A.7 Enabling Mixed-Immersion Analysis

"Not everyone has a VR HMD beside their table, so it would be handy to have a desktop environment where you can also analyze and, in the best case, collaborate with the others and not be excluded."

"I think that the immersive analysis using a VR HMD is overhead, for example, if one would like to have only an overview of the events, retrieving outliers, or other measuring errors in the physiological data recordings. Likewise, I don’t always find an immersive 3D environment helpful, because I often have to jump to different places and, consequently, have a hard time keeping track of a participant’s entire ride."

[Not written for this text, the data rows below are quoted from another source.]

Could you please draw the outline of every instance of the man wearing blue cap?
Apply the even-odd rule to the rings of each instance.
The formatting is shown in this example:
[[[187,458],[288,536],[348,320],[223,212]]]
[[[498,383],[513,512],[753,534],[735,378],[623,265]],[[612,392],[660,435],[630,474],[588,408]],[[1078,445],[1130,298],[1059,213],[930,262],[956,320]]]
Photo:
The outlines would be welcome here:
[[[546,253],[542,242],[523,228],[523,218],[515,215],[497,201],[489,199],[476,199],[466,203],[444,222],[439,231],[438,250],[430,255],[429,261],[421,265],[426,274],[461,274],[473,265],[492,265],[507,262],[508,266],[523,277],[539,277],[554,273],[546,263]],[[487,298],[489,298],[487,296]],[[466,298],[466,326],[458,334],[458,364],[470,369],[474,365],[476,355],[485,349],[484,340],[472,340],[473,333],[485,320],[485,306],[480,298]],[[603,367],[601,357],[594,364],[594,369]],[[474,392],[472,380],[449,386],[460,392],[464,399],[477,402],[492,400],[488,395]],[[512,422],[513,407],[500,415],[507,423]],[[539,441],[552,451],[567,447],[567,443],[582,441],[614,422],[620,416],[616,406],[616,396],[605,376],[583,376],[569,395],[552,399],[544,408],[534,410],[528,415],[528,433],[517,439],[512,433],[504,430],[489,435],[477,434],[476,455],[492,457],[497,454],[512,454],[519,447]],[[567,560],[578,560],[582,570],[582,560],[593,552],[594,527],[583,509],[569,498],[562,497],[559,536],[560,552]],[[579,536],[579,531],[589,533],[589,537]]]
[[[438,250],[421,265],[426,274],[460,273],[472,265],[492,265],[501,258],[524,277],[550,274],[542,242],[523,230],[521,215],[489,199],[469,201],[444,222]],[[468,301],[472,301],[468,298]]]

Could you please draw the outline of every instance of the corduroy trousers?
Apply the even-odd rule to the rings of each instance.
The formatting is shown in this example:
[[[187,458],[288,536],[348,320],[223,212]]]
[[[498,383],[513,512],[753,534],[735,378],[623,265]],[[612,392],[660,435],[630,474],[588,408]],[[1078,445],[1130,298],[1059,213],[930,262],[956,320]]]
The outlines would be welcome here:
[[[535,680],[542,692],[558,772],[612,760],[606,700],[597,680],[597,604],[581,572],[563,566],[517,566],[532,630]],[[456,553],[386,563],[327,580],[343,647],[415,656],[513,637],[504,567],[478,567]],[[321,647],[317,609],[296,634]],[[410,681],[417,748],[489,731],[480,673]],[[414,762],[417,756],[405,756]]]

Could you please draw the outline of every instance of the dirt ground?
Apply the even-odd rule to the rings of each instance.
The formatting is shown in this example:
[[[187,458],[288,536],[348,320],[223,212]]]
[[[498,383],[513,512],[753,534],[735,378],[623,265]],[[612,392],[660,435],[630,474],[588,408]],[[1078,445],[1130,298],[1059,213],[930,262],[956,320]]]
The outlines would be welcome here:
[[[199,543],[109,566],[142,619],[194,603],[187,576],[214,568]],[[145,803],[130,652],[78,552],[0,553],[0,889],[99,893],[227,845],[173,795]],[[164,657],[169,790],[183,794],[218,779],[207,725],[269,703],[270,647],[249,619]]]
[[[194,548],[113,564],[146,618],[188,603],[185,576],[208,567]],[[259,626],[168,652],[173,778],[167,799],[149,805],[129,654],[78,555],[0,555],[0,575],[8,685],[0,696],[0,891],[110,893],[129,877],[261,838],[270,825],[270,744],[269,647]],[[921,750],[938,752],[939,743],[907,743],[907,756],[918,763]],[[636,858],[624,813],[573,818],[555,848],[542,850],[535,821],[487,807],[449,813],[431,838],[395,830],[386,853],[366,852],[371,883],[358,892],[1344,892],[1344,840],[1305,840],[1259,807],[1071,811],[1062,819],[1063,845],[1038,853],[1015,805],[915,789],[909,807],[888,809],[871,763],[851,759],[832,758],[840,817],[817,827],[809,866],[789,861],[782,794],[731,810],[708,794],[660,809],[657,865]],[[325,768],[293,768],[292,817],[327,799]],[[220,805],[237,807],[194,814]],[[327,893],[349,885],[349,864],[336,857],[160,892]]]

"In a VR view, there is often a lack of overview of the situation because the viewpoint is usually the first-person perspective of a passenger or bystanders (other cars, pedestrians, etc.). In addition, the feeling of missing something is increased by the fact that I have to turn my head to capture all the information in a 3D space that can appear in 360 degrees."

A.8 Immersive Analysis via VR

"When participants make certain interactions, I always find it hard to assess why they just happened the way they did. Taking the perspective of the participants would help to see the study from their POV, and then perhaps have a new perspective on the data."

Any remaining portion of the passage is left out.